Das Kloster wird Senffabrik:
Der Staat, der nun alle Güter und Rechte des Klosters übernahm, wusste mit den alten Gebäuden nichts anzufangen. Versuche mit einer Runkelrübenzuckerfabrik, einer landwirtschaftlichen Schule und einer Senffabrik mussten aufgegeben werden. Das Kloster ging durch mehrere Hände, bis es 1838 der Fabrikant Friedrich Kauffmann aus Esslingen übernahm und eine Senf und Likörfabrik darin errichtet. Während in der Zeit vorher manches Alte abgerissen oder umgebaut worden war, bemühte sich die Familie Kauffmann sehr um die Erhaltung und sinnvolle Neugestaltung. In ihren Händen blieb das Kloster bis 1905; dann musste die Fabrik wegen der in Denkendorf fehlenden Eisenbahnverbindung nach Ebersbach/Fils verlegt werden. „Kauffmann Klostersenf“ blieb bis in unsere Zeit der Markenname eines ihrer Erzeugnisse. Der Enkel von Friedrich Kauffmann, Fritz Alexander Kauffmann, hat in seinem Buch „Leonhard“ seine Kindheit in Denkendorf beschrieben.
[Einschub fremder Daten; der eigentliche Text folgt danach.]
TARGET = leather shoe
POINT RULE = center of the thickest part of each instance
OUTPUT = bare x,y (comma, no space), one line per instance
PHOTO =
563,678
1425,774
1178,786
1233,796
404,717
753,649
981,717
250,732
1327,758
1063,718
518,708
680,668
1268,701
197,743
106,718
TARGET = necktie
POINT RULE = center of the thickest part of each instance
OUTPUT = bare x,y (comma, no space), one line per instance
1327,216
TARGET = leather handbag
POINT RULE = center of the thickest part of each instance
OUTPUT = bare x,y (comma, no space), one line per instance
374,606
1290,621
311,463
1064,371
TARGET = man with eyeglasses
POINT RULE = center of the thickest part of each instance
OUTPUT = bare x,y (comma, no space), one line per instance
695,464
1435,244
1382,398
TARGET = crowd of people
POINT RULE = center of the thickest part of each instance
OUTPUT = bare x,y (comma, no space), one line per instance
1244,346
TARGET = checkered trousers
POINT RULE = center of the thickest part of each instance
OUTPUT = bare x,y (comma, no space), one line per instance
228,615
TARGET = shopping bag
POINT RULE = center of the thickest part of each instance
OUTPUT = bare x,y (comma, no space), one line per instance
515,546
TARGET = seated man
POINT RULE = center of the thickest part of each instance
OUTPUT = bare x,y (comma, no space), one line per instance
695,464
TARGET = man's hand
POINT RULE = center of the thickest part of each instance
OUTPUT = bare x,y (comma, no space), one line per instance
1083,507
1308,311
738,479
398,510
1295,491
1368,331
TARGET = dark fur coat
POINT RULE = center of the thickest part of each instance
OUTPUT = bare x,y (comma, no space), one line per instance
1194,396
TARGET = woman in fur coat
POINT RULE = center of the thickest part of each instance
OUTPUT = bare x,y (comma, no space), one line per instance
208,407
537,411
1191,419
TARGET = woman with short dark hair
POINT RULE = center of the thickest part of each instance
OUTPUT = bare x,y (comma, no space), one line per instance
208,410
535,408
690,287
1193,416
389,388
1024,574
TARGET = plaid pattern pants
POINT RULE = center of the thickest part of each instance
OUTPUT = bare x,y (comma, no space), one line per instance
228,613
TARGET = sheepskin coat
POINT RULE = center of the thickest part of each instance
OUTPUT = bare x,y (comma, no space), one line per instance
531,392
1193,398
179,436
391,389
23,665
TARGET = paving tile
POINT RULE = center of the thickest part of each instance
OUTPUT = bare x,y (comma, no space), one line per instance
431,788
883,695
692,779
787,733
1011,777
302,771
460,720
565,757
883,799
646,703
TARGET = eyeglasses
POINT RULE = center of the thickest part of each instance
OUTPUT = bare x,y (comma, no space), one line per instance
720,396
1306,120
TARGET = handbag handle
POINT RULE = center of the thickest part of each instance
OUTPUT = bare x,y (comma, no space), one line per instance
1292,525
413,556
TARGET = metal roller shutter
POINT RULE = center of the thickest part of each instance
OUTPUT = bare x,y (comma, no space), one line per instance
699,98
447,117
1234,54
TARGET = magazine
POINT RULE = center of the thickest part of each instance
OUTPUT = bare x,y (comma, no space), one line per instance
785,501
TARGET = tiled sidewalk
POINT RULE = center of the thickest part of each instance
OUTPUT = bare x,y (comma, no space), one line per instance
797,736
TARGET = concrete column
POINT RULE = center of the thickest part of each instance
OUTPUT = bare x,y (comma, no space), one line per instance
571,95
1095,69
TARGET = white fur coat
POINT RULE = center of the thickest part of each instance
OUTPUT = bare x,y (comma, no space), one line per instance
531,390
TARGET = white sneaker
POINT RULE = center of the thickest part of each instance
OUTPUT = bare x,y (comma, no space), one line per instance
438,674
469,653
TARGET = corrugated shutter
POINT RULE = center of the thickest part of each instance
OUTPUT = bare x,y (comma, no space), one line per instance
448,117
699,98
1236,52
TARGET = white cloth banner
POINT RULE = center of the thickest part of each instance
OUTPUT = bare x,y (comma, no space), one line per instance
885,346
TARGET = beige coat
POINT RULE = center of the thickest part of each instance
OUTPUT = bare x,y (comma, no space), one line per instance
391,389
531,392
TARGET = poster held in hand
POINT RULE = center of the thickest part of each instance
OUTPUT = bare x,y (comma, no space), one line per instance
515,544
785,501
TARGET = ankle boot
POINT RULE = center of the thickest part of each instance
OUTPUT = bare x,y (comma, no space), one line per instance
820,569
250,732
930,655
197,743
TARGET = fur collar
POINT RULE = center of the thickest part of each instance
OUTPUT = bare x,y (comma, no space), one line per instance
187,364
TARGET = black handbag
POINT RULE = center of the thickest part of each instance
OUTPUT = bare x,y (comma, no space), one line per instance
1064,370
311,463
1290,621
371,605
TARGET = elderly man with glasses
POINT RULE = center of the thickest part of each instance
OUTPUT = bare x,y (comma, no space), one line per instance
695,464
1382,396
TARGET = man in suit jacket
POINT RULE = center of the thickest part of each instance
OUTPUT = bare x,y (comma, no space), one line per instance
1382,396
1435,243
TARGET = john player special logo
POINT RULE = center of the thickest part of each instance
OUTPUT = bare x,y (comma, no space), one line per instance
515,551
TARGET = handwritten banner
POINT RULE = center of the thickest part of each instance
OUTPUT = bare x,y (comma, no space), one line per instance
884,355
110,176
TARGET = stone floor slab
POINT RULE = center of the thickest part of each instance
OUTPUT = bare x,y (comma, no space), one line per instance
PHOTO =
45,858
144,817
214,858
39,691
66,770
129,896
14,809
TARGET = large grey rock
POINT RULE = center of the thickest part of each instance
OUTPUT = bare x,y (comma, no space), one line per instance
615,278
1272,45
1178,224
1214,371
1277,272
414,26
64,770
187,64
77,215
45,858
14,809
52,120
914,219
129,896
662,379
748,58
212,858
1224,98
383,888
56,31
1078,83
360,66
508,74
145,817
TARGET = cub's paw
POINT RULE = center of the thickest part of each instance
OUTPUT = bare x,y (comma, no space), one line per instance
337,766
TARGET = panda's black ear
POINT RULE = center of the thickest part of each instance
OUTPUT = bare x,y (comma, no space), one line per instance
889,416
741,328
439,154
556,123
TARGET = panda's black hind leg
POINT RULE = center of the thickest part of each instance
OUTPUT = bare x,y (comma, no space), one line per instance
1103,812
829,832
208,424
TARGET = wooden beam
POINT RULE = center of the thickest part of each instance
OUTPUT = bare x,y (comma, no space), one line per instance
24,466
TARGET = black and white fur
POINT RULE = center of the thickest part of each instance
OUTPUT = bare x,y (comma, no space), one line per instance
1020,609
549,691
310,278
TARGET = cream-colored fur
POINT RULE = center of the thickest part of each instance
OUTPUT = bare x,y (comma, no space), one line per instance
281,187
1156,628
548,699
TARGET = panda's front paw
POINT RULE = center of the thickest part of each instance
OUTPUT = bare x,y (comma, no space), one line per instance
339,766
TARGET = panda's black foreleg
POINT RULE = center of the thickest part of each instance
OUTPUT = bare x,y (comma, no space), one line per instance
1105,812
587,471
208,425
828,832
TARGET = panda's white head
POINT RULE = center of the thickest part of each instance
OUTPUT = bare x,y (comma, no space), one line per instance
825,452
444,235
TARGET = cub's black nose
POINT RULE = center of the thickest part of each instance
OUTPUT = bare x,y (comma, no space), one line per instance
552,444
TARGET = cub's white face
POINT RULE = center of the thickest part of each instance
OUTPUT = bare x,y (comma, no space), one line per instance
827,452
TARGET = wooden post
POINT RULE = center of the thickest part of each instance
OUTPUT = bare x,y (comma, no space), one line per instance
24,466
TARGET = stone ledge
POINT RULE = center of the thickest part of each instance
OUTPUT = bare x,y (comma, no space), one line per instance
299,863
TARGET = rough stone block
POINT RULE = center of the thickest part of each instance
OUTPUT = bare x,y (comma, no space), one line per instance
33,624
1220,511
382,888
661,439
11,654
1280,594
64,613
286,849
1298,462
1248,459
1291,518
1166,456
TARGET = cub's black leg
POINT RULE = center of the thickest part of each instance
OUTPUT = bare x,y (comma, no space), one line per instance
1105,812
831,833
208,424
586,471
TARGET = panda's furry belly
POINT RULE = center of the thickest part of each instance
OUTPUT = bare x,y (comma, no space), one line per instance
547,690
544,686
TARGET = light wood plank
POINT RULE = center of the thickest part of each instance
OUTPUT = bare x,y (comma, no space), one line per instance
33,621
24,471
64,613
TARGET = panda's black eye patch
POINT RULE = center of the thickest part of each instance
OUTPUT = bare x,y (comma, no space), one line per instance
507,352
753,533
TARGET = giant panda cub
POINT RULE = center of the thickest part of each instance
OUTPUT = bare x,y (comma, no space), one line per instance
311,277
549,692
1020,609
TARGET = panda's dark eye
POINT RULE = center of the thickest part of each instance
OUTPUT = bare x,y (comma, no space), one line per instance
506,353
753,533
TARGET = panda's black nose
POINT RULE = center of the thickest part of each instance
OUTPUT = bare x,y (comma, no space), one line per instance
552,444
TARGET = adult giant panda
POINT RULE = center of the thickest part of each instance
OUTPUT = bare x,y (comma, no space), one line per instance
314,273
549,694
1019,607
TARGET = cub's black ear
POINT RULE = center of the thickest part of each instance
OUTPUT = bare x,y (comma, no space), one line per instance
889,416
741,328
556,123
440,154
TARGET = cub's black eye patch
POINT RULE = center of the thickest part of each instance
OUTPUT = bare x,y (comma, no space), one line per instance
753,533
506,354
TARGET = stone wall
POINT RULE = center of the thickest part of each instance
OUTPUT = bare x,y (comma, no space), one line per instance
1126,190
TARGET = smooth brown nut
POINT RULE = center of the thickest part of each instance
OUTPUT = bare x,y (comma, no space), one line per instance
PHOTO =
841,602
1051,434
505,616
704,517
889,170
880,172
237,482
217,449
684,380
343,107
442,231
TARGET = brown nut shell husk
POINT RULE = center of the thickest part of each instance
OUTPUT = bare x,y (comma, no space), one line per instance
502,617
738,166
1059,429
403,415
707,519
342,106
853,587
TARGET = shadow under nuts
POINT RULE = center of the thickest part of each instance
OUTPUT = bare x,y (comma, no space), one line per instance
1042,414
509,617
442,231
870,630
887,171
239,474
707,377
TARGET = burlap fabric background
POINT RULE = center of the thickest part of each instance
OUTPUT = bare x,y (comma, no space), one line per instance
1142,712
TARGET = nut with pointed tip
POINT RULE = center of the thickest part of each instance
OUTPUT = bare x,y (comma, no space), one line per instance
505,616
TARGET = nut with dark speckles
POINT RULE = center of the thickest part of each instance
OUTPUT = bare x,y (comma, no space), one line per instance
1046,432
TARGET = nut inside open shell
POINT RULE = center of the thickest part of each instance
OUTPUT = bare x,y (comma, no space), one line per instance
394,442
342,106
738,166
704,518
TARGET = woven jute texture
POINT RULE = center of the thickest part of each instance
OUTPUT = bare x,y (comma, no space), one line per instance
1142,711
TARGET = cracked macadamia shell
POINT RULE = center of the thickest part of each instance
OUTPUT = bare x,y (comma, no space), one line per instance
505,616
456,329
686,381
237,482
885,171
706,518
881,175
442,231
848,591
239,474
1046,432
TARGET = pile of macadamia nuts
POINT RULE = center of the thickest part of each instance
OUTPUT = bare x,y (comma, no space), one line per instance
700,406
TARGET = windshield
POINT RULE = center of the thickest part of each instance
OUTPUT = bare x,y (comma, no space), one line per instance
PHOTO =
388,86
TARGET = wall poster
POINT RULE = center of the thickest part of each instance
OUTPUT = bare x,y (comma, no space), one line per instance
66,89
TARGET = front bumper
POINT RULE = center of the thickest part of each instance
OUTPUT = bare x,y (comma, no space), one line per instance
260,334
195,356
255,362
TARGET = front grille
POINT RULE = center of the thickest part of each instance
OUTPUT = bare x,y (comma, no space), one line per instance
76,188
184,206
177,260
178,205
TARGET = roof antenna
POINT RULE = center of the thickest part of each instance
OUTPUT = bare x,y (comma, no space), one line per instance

Beim Wegzug der Firma Kauffmann erwarb der Staat die Gebäude zurück; einige Jahre war eine Präparandenanstalt für künftige Lehrer im Kloster, von 1921 bis 1933 dann das erste süddeutsche Volkshochschulheim für Mädchen unter der Leitung von Frau Dora Weber. Im „Dritten Reich“ benützte die NSDAP die Räume des Klosters; nach dem Krieg waren Flüchtlinge darin untergebracht.
Das Kloster seit 1945:
Um 1948 kaufte die Evangelische Landeskirche die Klostergebäude und gründete in ihnen das Evangelische Diakonieseminar Denkendorf, das von 1950 bis 1972 der Ausbildung von Gemeindehelferinnen und Katechetinnen diente. Seit 1972 befindet sich im Kloster die Landeskirchliche Fortbildungsstätte für Mitarbeiterinnen und Mitarbeiter im gemeindebezogenen Dienst (inzwischen: Fortbildungsstätte für Gemeinde und Diakonie). Hinzugekommen ist im Frühjahr 1997 das Pastoralkolleg, ehemals Freudenstadt, das Fortbildung für Pfarrerinnen und Pfarrer der Landeskirche anbietet.
Einen eigenen Schwerpunkt bildet im Kloster Denkendorf das jüdisch-christliche Gespräch mit Kursen, Begegnungstagen und Studienreisen.
Quelle: Kloster Denkendorf, Hg. von der Fortbildungsstätte Kloster Denkendorf.